Meet the speakers and moderators


  • Diana Abou Abbas is the Executive Director at Marsa Sexual Health Center in Lebanon. Her work in Marsa has been recognized globally through the distinguished UNAIDS Red Ribbon Award. She serves on the Resource Allocation Technical Committee of the International Planned Parenthood Federation, is the Co-Chair of the NGO CSW New York for the Arab region, and is a board member of the Doria Feminist Fund.
  • Nadine Chaar is a Media and Communications student at the American University of Beirut.


  • Dayna Ash is a cultural and social activist, a writer, and founder of the Haven for artist nonprofit based in Beirut, she was named as one of the 100 most inspirational women in 2019 by BBC, received the 2020 women distinction award from the NGO Committee on the status of women NY and the 2021 leader in LGBT health equity award from LebMASH for advancing LGBTQ wellbeing in Lebanon.

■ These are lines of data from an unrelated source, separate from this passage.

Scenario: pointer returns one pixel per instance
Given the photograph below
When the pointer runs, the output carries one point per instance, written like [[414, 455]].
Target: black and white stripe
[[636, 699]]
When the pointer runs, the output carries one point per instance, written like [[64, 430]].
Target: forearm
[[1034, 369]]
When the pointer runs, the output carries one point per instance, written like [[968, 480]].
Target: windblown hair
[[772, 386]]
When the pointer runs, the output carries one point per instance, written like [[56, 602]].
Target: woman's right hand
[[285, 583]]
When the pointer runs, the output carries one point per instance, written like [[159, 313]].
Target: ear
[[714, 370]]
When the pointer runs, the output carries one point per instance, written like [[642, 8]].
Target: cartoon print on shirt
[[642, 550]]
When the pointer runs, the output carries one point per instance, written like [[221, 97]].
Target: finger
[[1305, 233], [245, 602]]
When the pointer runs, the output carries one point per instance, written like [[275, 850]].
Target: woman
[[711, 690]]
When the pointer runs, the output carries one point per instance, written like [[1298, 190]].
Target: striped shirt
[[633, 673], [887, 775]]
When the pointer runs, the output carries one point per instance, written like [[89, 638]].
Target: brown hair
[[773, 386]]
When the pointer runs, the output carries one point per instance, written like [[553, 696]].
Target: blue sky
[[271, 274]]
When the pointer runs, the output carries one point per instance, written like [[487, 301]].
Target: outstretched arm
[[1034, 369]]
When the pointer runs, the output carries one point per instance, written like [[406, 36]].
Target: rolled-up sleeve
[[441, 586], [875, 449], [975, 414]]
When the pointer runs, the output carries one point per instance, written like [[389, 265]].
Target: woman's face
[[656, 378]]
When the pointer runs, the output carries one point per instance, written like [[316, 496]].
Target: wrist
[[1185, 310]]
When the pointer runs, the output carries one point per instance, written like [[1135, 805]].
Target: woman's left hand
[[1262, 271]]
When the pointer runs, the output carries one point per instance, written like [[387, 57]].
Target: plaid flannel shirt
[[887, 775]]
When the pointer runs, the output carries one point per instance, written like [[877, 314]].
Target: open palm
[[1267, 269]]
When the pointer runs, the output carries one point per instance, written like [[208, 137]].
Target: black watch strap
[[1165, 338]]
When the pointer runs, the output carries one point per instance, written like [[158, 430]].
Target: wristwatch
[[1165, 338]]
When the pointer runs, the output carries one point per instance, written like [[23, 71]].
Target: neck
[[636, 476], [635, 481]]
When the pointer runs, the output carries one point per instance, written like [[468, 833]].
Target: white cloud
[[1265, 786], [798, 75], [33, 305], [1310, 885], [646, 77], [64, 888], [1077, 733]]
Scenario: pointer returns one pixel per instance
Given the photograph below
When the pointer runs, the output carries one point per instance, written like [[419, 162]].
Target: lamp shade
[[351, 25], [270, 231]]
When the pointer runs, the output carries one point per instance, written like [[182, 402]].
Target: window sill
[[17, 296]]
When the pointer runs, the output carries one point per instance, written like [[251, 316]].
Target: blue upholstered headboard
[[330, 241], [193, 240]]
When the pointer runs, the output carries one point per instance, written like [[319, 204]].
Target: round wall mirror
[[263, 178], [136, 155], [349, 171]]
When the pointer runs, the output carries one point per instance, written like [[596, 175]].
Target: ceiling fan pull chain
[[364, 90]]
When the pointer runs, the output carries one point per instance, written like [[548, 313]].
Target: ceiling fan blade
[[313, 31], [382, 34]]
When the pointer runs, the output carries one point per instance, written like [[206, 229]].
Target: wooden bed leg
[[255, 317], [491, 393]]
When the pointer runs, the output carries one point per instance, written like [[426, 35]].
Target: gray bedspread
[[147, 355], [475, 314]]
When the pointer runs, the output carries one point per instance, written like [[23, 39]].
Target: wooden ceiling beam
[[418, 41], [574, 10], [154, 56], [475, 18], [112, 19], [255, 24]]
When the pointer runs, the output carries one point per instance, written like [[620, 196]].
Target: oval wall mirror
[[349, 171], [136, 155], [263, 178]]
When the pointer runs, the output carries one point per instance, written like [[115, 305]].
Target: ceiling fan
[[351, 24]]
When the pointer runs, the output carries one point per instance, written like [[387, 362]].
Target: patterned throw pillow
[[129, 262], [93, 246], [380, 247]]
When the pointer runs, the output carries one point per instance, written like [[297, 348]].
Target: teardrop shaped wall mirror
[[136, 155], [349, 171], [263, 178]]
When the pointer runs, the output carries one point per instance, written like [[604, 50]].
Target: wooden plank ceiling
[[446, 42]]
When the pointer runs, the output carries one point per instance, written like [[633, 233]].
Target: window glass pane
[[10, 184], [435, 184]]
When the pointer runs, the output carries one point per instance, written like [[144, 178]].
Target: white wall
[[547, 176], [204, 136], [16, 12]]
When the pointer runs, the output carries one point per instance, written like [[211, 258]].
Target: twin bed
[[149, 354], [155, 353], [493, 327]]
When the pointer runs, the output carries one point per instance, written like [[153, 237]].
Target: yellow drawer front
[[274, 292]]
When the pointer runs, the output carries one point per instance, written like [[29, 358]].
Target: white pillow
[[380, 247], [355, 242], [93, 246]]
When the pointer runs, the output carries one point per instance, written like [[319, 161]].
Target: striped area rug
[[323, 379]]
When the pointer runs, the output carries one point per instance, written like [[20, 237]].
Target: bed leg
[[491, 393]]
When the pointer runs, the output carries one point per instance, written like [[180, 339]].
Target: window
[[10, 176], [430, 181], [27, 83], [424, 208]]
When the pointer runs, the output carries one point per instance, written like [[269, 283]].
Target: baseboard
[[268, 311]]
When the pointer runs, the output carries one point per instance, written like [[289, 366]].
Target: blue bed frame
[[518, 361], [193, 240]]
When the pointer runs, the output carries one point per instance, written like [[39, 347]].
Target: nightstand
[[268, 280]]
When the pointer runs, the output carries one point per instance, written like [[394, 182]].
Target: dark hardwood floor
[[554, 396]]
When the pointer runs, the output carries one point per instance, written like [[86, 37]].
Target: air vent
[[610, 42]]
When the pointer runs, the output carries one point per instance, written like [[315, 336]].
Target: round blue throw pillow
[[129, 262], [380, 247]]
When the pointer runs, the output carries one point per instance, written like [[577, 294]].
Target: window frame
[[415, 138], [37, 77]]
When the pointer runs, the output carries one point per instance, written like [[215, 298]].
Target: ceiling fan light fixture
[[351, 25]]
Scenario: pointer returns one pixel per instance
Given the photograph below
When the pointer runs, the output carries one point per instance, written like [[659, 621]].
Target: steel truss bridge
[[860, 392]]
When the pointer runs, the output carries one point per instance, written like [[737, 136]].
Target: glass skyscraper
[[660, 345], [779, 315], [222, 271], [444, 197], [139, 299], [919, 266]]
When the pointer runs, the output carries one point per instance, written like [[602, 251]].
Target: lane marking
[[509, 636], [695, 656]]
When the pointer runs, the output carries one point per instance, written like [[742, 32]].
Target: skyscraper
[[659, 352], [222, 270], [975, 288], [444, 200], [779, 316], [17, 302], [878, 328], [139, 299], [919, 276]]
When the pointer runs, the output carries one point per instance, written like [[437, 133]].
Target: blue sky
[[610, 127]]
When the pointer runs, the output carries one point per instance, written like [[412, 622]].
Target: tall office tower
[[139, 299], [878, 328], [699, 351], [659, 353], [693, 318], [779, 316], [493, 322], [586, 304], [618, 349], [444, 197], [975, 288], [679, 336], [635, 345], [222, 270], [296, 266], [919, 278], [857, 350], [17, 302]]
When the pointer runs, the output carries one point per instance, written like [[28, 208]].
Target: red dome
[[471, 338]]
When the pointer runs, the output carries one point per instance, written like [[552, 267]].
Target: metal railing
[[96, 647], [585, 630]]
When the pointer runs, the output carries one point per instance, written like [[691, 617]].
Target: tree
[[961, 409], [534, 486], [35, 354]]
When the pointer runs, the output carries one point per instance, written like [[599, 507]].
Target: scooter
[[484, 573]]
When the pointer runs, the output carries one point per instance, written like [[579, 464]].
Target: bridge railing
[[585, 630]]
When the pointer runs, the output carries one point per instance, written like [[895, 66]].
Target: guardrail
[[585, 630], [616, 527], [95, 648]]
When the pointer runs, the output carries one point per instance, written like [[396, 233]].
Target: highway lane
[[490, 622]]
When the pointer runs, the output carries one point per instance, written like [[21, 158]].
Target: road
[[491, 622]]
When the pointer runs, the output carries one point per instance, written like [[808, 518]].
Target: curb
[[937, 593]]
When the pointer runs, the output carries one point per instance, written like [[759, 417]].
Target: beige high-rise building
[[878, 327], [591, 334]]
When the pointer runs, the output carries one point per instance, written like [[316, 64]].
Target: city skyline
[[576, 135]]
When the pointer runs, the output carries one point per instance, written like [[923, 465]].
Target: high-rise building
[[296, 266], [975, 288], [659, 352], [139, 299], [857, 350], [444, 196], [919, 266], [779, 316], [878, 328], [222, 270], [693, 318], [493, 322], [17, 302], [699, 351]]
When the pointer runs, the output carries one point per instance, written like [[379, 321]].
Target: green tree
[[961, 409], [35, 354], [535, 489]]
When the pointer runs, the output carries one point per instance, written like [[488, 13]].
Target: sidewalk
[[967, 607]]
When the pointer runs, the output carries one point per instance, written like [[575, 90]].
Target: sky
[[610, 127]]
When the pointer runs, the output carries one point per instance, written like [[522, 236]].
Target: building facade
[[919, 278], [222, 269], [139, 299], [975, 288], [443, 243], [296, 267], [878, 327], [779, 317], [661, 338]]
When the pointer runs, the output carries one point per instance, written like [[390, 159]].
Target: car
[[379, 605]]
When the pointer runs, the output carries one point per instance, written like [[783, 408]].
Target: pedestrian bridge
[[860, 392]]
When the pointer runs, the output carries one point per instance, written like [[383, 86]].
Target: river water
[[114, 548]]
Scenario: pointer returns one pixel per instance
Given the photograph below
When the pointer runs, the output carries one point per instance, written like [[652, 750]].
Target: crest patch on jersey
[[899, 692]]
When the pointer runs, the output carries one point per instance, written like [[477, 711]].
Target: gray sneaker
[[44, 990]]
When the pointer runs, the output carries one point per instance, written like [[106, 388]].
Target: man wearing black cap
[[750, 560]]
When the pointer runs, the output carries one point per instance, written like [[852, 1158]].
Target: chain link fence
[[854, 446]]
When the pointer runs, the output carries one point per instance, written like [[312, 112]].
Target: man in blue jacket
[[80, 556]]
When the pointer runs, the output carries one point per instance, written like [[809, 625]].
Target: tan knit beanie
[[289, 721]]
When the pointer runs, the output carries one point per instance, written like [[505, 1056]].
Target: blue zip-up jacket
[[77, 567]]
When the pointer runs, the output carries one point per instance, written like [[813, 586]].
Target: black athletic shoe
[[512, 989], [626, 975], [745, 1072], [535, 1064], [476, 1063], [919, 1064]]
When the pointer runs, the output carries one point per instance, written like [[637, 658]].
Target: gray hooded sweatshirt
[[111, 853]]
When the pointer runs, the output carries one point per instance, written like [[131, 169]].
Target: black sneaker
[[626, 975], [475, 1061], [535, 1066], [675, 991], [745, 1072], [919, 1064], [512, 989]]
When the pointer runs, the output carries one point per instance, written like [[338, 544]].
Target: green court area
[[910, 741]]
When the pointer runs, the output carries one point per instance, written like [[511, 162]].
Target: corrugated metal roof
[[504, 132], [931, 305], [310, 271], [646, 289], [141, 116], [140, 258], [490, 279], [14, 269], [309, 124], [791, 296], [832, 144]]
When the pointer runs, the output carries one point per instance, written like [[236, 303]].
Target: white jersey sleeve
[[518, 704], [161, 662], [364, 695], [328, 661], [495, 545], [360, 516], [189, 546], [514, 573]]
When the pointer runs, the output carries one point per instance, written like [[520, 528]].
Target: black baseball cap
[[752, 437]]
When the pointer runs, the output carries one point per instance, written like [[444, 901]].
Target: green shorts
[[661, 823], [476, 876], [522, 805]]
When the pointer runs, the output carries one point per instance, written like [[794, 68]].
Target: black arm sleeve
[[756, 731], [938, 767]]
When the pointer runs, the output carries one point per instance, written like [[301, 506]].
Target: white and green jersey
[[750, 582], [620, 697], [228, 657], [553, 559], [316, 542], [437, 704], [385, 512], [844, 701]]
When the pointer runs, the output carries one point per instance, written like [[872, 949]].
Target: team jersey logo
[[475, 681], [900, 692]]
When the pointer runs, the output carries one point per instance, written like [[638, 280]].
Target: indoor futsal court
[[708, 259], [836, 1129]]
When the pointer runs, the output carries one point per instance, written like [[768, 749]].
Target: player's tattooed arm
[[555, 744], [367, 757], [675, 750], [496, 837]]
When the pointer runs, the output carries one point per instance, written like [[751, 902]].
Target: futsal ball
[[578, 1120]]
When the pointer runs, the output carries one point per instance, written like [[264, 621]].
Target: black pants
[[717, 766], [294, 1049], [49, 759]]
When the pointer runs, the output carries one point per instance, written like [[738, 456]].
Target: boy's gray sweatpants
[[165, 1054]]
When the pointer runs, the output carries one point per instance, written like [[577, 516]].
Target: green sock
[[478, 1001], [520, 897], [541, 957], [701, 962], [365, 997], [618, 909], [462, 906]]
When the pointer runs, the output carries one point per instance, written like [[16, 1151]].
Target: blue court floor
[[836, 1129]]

  • Doja Daoud is a Lebanese feminist journalist. She has worked with a variety of Lebanese and Arab news organizations throughout her career, developing strong views on civil and individual liberties, which led to her being a known advocate of human rights and a defender of journalists. Doja is a survivor of abuse, and she has been battling patriarchy long before comprehending the term. Doja fights for a better future for all the residents in Lebanon, demanding human rights, equality, and justice. She co-founded “Nakaba Badila” (Alternative Media Syndicate) during the Lebanese Protests, raising her voice against all violations of media workers, and defending Free Speech.
  • Hashem Hashem is a poet, writer, editor, and performer based in Beirut. He holds an MA in gender and sexuality studies from SOAS University of London and is part of local and regional queer and feminist groups. His essays and translations have been published in a number of newspapers, magazines, and websites. He has worked as a researcher and advisor at multiple organizations and institutions, including the American University of Beirut and FRIDA: Young Feminist Fund.